Derrick P. Alridge is a professor in the Social Foundations of Education program at the University of Virginia. His primary areas of scholarship are African American educational and intellectual history and the civil rights movement. He is the author of The Educational Thought of W.E.B. Du Bois: An Intellectual History and co-editor (with James B. Stewart and V.P. Franklin) of Message in the Music: Hip Hop, History, and Pedagogy. Alridge’s scholarship has appeared in History of Education Quarterly, The Journal of African American History, The Journal of Negro Education, Teachers College Record, Educational Researcher, and numerous other scholarly journals and volumes. Alridge is also a former fellow of the National Endowment for the Humanities and former postdoctoral fellow of the National Academy of Education/Spencer Foundation.

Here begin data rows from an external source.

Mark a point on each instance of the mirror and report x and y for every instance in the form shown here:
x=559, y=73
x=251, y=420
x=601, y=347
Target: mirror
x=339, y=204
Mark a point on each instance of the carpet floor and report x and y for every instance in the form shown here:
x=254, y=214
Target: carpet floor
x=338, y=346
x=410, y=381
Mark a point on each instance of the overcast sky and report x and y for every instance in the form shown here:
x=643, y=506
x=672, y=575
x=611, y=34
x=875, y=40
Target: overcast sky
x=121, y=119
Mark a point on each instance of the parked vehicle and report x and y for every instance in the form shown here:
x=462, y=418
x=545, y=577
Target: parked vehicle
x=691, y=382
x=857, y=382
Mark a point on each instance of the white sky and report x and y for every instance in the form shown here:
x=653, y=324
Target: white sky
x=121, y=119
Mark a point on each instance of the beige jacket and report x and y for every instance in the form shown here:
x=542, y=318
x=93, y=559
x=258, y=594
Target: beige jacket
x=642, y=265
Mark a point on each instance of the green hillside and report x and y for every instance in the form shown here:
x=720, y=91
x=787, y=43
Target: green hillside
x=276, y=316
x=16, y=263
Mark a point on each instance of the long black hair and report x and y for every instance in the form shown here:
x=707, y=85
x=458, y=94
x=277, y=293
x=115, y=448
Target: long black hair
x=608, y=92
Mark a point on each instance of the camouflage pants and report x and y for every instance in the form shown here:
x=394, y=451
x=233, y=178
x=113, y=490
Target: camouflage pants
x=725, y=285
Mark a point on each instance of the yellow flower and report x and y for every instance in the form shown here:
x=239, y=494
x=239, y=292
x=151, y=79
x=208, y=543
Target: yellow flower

Alridge currently serves as program coordinator for Social Foundations in the Curry School of Education at UVa. He is also the director of Teachers in the Movement,  an oral history project at the University of Virginia that explores the pedagogy and activism of teachers in the American Civil Rights Movement. Alridge serves as an associate editor for The Journal of African American History, a Distinguished Lecturer for the Association for the Study of African American Life and History, and senior editor for the American Journal of Education. Currently, he is writing The Hip Hop Mind: An Intellectual History of the Social Consciousness of a Generation (under contract with the University of Wisconsin Press) and conducting research on Walter N. Ridley, UVa’s first African American graduate.